The need for better data and metrics to guide decisionmaking could not be more urgent.
Effective environmental policy is burdened by two related hurdles, both of which are lowered by better measurement. First, environmental policy debates are subject to deep divisions over the best way forward. Second, substantial uncertainty surrounding the nature of environmental problems makes significant action and allocation of resources difficult to justify. Good environmental measurement can inject more objectivity in environmental policy debates, reducing disagreement on the scope of problems and focusing it instead on solutions.
Robust measurement also gives policymakers a foundation from which to promote environmental policy.
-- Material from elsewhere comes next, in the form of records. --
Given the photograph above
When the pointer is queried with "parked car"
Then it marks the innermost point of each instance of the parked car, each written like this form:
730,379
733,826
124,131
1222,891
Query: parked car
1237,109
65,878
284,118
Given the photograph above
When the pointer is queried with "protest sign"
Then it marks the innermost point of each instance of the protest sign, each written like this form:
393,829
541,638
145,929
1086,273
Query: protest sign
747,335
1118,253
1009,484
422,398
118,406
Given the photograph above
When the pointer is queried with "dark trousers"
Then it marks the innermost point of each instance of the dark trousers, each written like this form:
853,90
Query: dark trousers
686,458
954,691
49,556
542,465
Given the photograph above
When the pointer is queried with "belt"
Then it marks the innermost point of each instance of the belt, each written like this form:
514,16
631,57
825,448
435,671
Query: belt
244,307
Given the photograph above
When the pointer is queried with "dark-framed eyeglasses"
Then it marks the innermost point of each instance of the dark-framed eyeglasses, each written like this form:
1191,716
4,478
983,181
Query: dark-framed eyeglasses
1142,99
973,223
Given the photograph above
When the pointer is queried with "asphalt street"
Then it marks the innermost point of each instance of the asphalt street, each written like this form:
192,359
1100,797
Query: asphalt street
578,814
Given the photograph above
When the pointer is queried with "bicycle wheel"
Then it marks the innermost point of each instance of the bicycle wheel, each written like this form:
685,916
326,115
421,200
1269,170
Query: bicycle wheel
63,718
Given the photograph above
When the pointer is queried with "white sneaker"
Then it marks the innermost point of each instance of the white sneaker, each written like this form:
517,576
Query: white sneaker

When policymakers use data to reduce uncertainty, they can advance policy objectives with more than educated guesses or hunches. The trend of using data, and increasingly “big data,” is becoming a common business and government practice. Large corporate entities collect consumer information to better target advertisement campaigns. Government leaders, like former New York City Mayor Michael Bloomberg, base management decisions on data as diverse as the number of heart attacks and noise complaints.
The business sector has long understood that data can make the invisible visible, and it has used metrics to improve performance. A business collects data and will make changes depending on its sales figures, for example. Environmental indicators have likewise proved useful tools in helping policymakers more efficiently allocate scarce resources. As the time-tested mantra goes, “you can’t manage what you don’t measure.”
Measurement matters because it provides an essential tool to policymakers. It also matters because measurement highlights gaps in collective knowledge. Data on environmental problems is severely lacking across the globe. At the local, national, and international level, decisionmakers need better data. Indices like the EPI help direct attention to vital data gaps, which can help generate better data for the future.